In previous posts, I’ve argued that clear, straightforward language in writing is best. When you have something to say, presenting it in transparent language puts the focus on the content itself, allowing it to achieve its best effect. Contrariwise (if you’ll forgive my ironic vernacular) a person who employs elevated diction to articulate his or her reflections is quite often endeavoring to camouflage a poverty of substance. Or, as Charles Bukowski put it, “An intellectual is a man who says a simple thing in a difficult way; an artist is a man who says a difficult thing in a simple way.”
Now, Bukowski and I both started out as blue-collar workers, so I recognize that our cries for simple language might be dismissed by the more conservative members of the language arts community as mere populism. We might even be accused of Marxist leanings, a struggle for the means of production—in this case words. To such critics, a certain elegance of language is the very mark of a quality education; erudition displays refinement, which equates with “polite society.”
Robert Pirsig captures this contrast of positions in Zen and the Art of Motorcycle Maintenance, while considering “plain speech,” which he suggests descends from “Plains speech.” Pirsig argues that during the 1800s, while “proper” citizens along the US’s East Coast retained the refined language of their European contacts, settlers moving westward were increasingly influenced by the more laconic speech of the natives they encountered. Pretty much every Western movie now portrays these iconic examples in the “slick-talking Easterner” versus the “quiet, straight-shooting Western hero.”
So what are we to make of this disparity?
I will concede that erudition has its place. That place is precision. The English language includes so many words (a quarter of a million) largely because each provides some shade of meaning that none other quite conveys. In choosing precisely this word over precisely that, a writer can capture nuances that might otherwise be difficult to express. However, in order for that expression to succeed, the reader must share the same understanding of those words. Otherwise communication is actually lost or distorted in the very words intended to transmit it. What good is there in employing terms your reader may not know, simply to demonstrate your own education?

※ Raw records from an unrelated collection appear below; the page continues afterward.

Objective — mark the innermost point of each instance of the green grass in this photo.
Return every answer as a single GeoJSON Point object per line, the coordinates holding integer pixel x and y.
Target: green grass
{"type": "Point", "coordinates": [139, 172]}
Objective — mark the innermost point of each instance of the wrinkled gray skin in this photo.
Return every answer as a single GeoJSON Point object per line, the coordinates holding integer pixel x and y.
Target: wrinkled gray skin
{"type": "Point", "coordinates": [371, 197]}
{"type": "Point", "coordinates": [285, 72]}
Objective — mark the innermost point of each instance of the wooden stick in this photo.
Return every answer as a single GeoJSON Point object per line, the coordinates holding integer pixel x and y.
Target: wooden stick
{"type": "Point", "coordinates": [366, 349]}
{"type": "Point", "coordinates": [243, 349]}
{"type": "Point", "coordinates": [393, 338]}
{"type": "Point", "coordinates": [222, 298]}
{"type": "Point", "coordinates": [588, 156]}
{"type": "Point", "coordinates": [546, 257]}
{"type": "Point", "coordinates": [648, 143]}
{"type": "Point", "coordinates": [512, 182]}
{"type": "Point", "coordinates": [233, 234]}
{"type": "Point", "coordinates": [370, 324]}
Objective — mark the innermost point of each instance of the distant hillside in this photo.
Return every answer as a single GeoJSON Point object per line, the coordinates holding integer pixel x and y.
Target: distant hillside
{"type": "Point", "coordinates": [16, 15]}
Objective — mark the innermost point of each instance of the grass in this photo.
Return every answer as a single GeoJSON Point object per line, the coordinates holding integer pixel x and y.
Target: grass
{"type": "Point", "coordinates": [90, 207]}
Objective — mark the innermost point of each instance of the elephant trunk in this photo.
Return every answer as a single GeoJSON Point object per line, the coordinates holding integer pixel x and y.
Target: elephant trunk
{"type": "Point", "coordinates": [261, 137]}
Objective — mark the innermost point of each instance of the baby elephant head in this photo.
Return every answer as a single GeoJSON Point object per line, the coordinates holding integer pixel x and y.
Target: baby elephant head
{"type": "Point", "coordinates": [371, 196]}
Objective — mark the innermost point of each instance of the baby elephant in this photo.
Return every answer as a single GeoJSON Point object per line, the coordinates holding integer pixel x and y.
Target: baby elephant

A New York Times article describes a problem regarding restaurants that insist upon a jacket and tie for dinner, even in 100-degree heat. The dress code is intended to promote a pleasant dining experience, ensuring that no one “will come with the shirt open to the stomach,” as one restaurant owner put it. But any supposed pleasantness is surely lost on the fellow sweating under that unnecessary load of clothing. At this point, the tenet becomes merely an affectation. Better to revert to a simpler “No shirt, no shoes, no service” rule, which ensures sanitation while still allowing for comfort.
I hope the implications regarding elevated diction are obvious.
There is one other instance in which “nicety” of language has a legitimate role, and that is in diplomacy. Diplomacy requires a carefulness of expression to deflect possible offense. It is, as someone remarked, “the art of choosing from among everything you believe, which thing you will say.” However, when diplomatic expression becomes too habitual, or when it is actually nothing but dissembling, communication is again sacrificed.
A final reason I argue for simple clarity of language is that when people try to reach for elevated diction, they so often get it wrong—and then judge one another negatively based on their own misapprehensions. How often have you been told, “Don’t split an infinitive” or “Don’t end a sentence with a preposition” or “Don’t start a sentence with ‘and’ or ‘but’”? (See www.grammarphobia.com for a great overview of these false “rules.”) How many times have you heard the mistaken hypercorrection “for he and I”? How many times has someone “corrected” you on one of these issues? What happens to the message itself while we’re all busy arguing over such niceties?
The true mark of a lady or gentleman, I have heard it said, is comfort with oneself. Would that we might be so comfortable with natural, straightforward language as to recognize its inherent dignity.